Auteur : Federico Luis, né en 1990, est un réalisateur argentin, né en 1990. Après des études en Sciences de la Communication à l’Université de Buenos Aires, son court métrage, La Siesta, est présenté au Festival de Cannes en 2019 dans la compétition courts métrages. Le film a obtenu de nombreux prix à l’international. Son court métrage At That Very Moment (2013) a obtenu le prix du meilleur court métrage au festival international du film documentaire d’Amsterdam. Simoń de la montaña est son premier long métrage. Il a été présenté à Cannes 2024 dans la sélection de la Semaine internationale de de critique où il a obtenu le Grand Prix.
Interprètes : Lorenzo Ferro (Simoń) ; Kiara Supini (Colo) ; Pehuén Pedie (Pehuén) ; Camilia Hirane (Lucy).
Résumé : Simón a 21 ans et vit en Argentine. Depuis peu, il fréquente une nouvelle bande d’amis inattendue. Auprès d’eux, pour la première fois, il a le sentiment d’être lui-même. Mais son entourage s’inquiète et ne le reconnaît plus. Et si Simón voulait devenir quelqu’un d’autre ?

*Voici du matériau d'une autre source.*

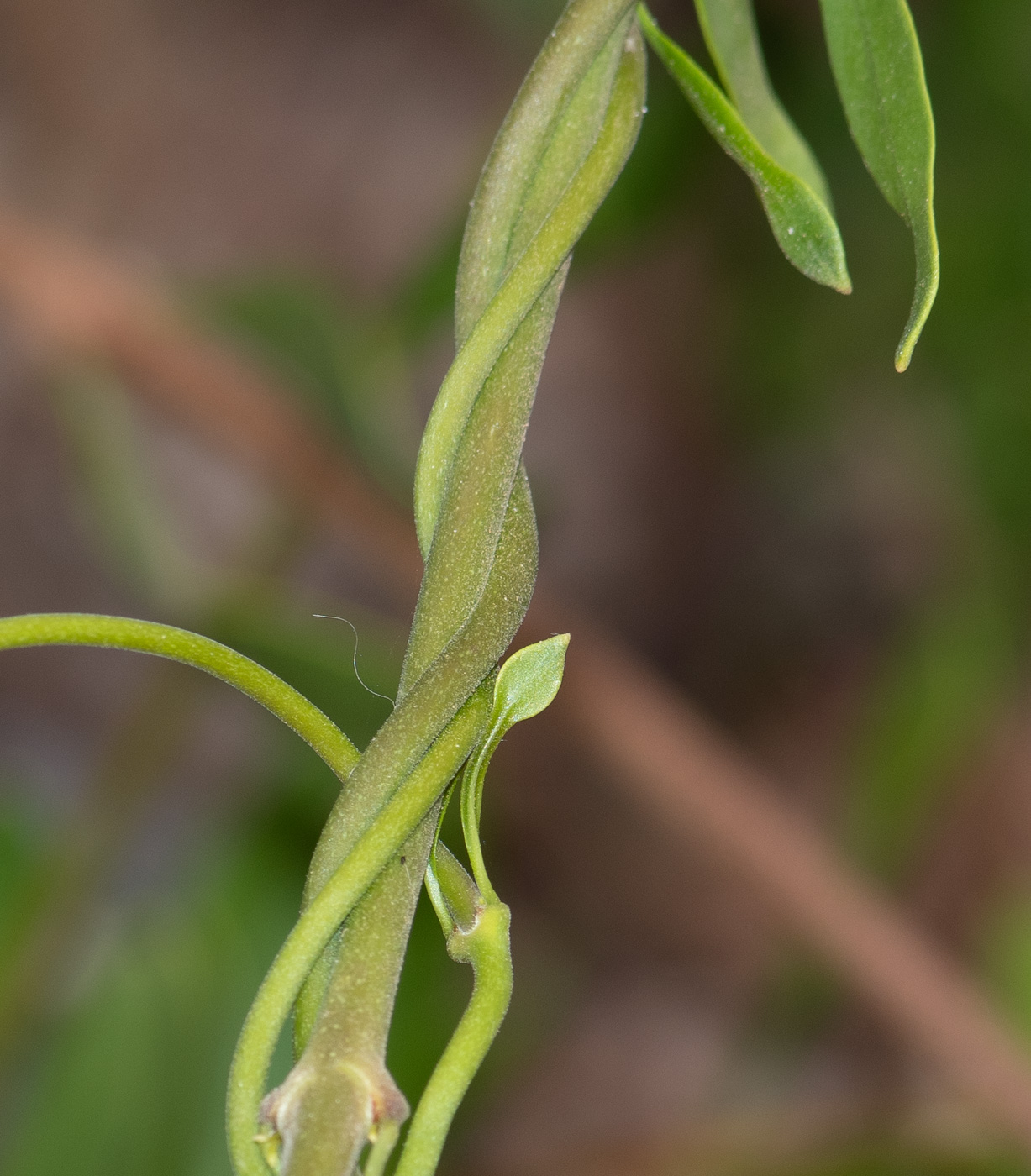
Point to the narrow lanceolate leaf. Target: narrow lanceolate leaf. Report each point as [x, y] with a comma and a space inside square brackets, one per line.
[732, 40]
[802, 223]
[877, 66]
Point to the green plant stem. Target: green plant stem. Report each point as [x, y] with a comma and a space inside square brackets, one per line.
[192, 649]
[316, 928]
[487, 947]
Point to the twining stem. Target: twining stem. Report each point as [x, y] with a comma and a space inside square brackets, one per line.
[332, 905]
[485, 946]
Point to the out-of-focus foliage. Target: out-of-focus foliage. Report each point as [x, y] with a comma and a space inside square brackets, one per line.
[141, 1042]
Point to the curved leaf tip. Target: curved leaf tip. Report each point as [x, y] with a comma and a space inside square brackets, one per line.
[802, 223]
[880, 74]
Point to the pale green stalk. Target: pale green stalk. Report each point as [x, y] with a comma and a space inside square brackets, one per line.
[213, 658]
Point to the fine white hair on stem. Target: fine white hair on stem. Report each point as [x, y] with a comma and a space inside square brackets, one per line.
[326, 617]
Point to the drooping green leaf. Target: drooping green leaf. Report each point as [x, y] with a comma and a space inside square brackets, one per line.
[732, 40]
[530, 680]
[802, 226]
[880, 74]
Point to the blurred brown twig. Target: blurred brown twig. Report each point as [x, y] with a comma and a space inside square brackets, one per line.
[73, 302]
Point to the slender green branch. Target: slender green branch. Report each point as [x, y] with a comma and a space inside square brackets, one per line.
[192, 649]
[381, 843]
[485, 946]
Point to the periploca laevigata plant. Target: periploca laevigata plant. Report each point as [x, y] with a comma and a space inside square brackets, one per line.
[564, 143]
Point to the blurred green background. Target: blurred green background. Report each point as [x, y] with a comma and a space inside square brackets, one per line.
[832, 560]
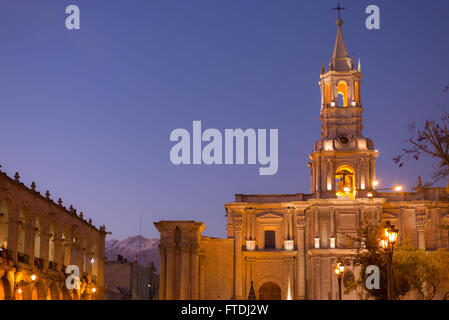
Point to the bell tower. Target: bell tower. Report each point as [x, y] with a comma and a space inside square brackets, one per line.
[343, 161]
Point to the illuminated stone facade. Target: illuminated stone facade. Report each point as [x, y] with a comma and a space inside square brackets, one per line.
[286, 246]
[38, 239]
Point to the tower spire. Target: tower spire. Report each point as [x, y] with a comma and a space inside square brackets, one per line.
[340, 59]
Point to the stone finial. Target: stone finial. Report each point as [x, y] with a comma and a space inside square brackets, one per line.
[419, 183]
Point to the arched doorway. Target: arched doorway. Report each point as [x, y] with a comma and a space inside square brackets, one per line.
[2, 291]
[270, 291]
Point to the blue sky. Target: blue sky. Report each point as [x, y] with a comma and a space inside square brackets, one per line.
[87, 114]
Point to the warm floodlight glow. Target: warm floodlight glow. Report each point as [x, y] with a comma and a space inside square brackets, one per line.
[339, 268]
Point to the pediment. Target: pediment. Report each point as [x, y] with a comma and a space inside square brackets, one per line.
[389, 215]
[270, 215]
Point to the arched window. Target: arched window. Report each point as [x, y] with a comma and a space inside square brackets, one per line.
[95, 260]
[342, 89]
[37, 239]
[21, 233]
[63, 243]
[356, 92]
[345, 182]
[4, 216]
[270, 291]
[51, 244]
[328, 93]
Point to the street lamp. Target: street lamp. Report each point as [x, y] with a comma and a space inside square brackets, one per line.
[339, 269]
[387, 243]
[21, 284]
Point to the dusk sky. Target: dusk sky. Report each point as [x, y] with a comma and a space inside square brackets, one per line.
[88, 114]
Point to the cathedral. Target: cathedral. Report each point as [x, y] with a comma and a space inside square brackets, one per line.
[285, 246]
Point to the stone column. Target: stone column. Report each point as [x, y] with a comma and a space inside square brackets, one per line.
[194, 294]
[170, 275]
[238, 265]
[185, 272]
[162, 271]
[13, 238]
[421, 229]
[300, 230]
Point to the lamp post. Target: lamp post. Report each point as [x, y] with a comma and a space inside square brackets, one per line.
[21, 284]
[339, 269]
[387, 243]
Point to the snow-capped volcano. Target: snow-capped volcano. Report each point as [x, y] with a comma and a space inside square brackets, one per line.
[147, 250]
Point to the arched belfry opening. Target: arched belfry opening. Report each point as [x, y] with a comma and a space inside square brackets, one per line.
[342, 90]
[345, 182]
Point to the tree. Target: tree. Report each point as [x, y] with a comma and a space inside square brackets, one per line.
[368, 253]
[431, 140]
[426, 272]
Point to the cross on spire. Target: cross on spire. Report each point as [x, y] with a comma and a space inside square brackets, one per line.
[339, 8]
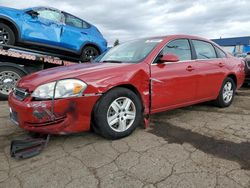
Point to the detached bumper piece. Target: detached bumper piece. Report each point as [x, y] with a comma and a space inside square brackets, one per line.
[22, 149]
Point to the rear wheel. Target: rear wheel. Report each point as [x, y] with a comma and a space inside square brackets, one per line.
[8, 79]
[7, 36]
[226, 94]
[117, 114]
[89, 53]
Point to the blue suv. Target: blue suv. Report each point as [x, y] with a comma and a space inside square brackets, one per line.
[51, 29]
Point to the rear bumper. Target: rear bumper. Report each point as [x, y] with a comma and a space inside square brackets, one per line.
[68, 115]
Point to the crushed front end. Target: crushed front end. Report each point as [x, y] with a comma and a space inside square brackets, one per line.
[57, 116]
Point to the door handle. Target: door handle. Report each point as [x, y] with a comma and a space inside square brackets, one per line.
[221, 64]
[190, 68]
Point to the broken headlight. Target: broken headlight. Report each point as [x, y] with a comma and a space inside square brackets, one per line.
[60, 89]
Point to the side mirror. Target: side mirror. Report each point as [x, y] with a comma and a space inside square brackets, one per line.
[169, 58]
[33, 13]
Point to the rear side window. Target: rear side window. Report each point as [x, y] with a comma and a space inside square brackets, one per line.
[204, 50]
[220, 53]
[179, 47]
[50, 15]
[73, 21]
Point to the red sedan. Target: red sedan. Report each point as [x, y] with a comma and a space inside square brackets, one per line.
[125, 86]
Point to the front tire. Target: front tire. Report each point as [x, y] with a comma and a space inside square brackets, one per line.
[89, 53]
[226, 94]
[7, 36]
[117, 114]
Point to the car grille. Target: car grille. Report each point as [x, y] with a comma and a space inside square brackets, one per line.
[20, 94]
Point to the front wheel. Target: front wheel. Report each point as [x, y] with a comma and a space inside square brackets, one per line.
[117, 114]
[89, 53]
[226, 94]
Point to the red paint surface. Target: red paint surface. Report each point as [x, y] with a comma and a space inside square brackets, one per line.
[174, 85]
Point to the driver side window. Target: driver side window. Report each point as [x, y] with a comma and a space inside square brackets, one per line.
[49, 15]
[179, 47]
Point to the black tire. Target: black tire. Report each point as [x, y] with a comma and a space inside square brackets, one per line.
[7, 36]
[89, 53]
[102, 108]
[220, 101]
[11, 73]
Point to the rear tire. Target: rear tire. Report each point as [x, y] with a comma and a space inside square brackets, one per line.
[8, 79]
[226, 94]
[117, 114]
[7, 36]
[89, 53]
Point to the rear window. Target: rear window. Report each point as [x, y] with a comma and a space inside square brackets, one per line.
[204, 50]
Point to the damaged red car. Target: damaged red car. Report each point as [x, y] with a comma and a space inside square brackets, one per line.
[127, 84]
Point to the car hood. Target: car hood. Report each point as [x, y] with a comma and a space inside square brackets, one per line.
[87, 72]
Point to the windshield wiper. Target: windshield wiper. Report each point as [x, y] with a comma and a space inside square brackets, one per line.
[112, 61]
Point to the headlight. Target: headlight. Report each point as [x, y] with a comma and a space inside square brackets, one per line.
[62, 88]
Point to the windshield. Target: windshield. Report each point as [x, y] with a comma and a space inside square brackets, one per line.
[131, 52]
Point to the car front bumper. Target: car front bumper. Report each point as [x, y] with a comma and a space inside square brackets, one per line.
[67, 116]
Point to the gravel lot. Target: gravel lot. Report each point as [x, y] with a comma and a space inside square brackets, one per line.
[197, 146]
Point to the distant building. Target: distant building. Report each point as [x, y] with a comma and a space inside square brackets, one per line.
[236, 45]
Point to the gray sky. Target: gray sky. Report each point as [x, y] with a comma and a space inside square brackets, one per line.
[129, 19]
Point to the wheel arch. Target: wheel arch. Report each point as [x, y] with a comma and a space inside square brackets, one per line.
[12, 25]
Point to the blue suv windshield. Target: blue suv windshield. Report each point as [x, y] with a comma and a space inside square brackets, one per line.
[131, 52]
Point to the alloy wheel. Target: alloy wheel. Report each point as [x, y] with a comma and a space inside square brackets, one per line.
[8, 80]
[228, 92]
[4, 36]
[121, 114]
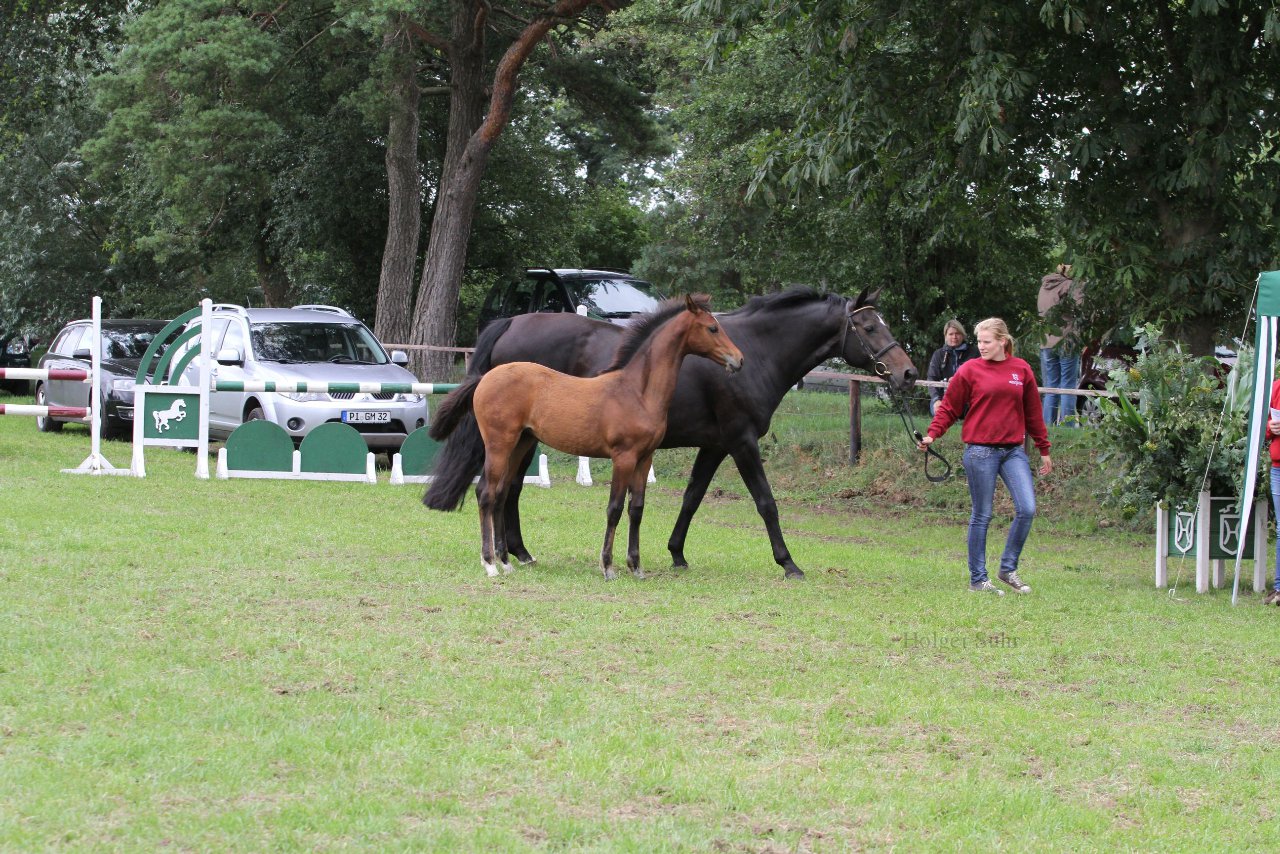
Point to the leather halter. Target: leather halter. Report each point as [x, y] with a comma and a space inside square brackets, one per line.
[877, 362]
[883, 371]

Analyse : Cette fiche est un rattrapage. Je regrette de ne pas avoir pu commenter plus tôt ce beau film, qui mérite largement d’être vu alors que sa diffusion n’est pas à la hauteur de ce qu’on pouvait espérer. Il est toujours en salle mais il faut se dépêcher de le voir si on ne l’a déjà fait. D’autant que c’est le dernier film financé par l’institut national du cinéma argentin passé depuis à la tronçonneuse de Milei. Certes c’est un film déroutant car le réalisateur refuse d’expliquer les intentions de son héros. Qui est-il et jusqu’où et pourquoi simule-t-il la différence, c’est-à-dire le handicap cognitif ? d’ailleurs le dissimule-t-il vraiment ? En réalité Simoń est incapable de rentrer dans le schéma que l’on attend de lui. C’est auprès de ceux que l’on met à la marge, que l’on considère comme « différents », qu’il va trouver un endroit où il se sent bien, ou il est lui-même. En ce sens on peut parler d’un profond désir d’émancipation de Simoń. Désir de se fondre dans cette communauté que la société ne regarde pas d’un œil neutre ou ignore. Il faut noter une grande humanité de la part du réalisateur qui veut que l’on considère ces personnes comme on le fait pour des êtres normaux. Et il y réussit pleinement car on finit par oublier que ce sont des handicapés. On rit souvent avec eux. Ils nous deviennent familiers, on oublie complètement leur situation.
Simoń feint également la surdité. Là encore on pourrait se poser la question, pourquoi ? En fait il souffre de la surdité de son entourage, c’est-à-dire de son incapacité à comprendre ses aspirations, celles d’un autre monde ; également de la surdité de la société vis-à-vis d’être différents.
Le réalisateur ne s’attarde pas beaucoup sur les paysages, même si les prises de vue sont magnifiques, à part dans une première scène époustouflante où la petite troupe est en randonnée dans la montagne, prise par une tempête de vent cataclysmique. Il pratique surtout les gros plans, ne lâchant pas le visage de Simoń. Il faut souligner la très belle interprétation de l’acteur Lorenzo Ferro dans ce rôle. Un scénario original avec un ton décalé, drôle et tendre. Un film audacieux car il pose les questions qui gênent, sur le désir, la norme, sur la différence, que la société, par commodité, par lâcheté, préfère ignorer. Ce film est une belle surprise, intéressant et indispensable, à voir.